4-2-3-1, 4-1-4-1, 4-3-3, zuletzt auch im 4-4-2: Hertha will unberechenbar für die Gegner bleiben. Bei aller Flexibilität ist Dardais Spielidee klar zu erkennen: Spielkontrolle, Ballbesitz, Kurzpass-Spiel. Die Mannschaft, die unter dem Ungarn wenige Gegentore kassiert (40 in jetzt 40 Spielen), hat in dieser Saison ihr Spiel mit Ball grundlegend verbessert. Für mehr Gefahr im Umschaltspiel fehlt es dem Kader an Tempo. Dardai weiß das – und will in der anstehenden Sommer-Transferperiode den Fokus darauf richten.

Konstanz:

Die Hinrunde verlief beinahe sensationell konstant, Hertha brach nie ein und antwortete auf jede Niederlage im folgenden Spiel mit einem Sieg. In der Rückrunden-Tabelle liegt Hertha aktuell auf Platz elf – mit zehn Punkten aus acht Spielen. Das Team hat zuletzt etwas an Punch eingebüßt (sieben Rückrunden-Tore, in vier der acht Spiele torlos) – was auch am Formtief einiger Leistungsträger (Darida, Lustenberger) liegt.

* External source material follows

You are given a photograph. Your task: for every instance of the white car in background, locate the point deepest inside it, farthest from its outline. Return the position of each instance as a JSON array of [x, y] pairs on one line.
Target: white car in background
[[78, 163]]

Dennoch sprangen in der englischen Woche zuletzt bei drei Spielen zwei Siege heraus. Ibisevic sagte im Januar dem kicker: "Alle warten darauf, dass wir einbrechen." Bislang ist das nicht passiert.

Fans:

Im Top-Spiel gegen Schalke rechnet Hertha am Freitagabend mit etwa 50.000 Zuschauern – das illustriert ein Problem, das den Klub seit Jahren beschäftigt: Das riesige und eher unwirtliche Olympiastadion vollzubekommen, ist auch in sportlichen Erfolgsphasen eine permanente Herausforderung. Das liegt am breiten Angebots-Spektrum, das die Hauptstadt sonst noch zu bieten hat – aber auch am eher spröden Charme der traditionsreichen Spielstätte und einigen Enttäuschungen, die der Klub seinen Fans in den vergangenen Jahren (Abstiege 2010, 2012) zugemutet hat. Immerhin: Die Mitgliederzahl (inzwischen knapp 33.000) ist in den vergangenen Jahren immens gestiegen.

Fazit:

Herthas Saisonziel, der Klassenerhalt, ist längst unter Dach und Fach. Falls die Mitbewerber weiter schwächeln und Hertha offensiv wieder etwas zulegt, ist in dieser Saison Platz drei oder vier durchaus möglich – auch wenn Budget und Kaderstärke dem nicht entsprechen. Die Berliner flogen lange unter dem Radar der Konkurrenz. Inzwischen werden sie von allen ernstgenommen. Trotz des Understatements: Dardais Mannschaft will ihre bislang so starke Saison krönen – mit dem Einzug ins Pokalfinale und einer Top-Platzierung in der Liga.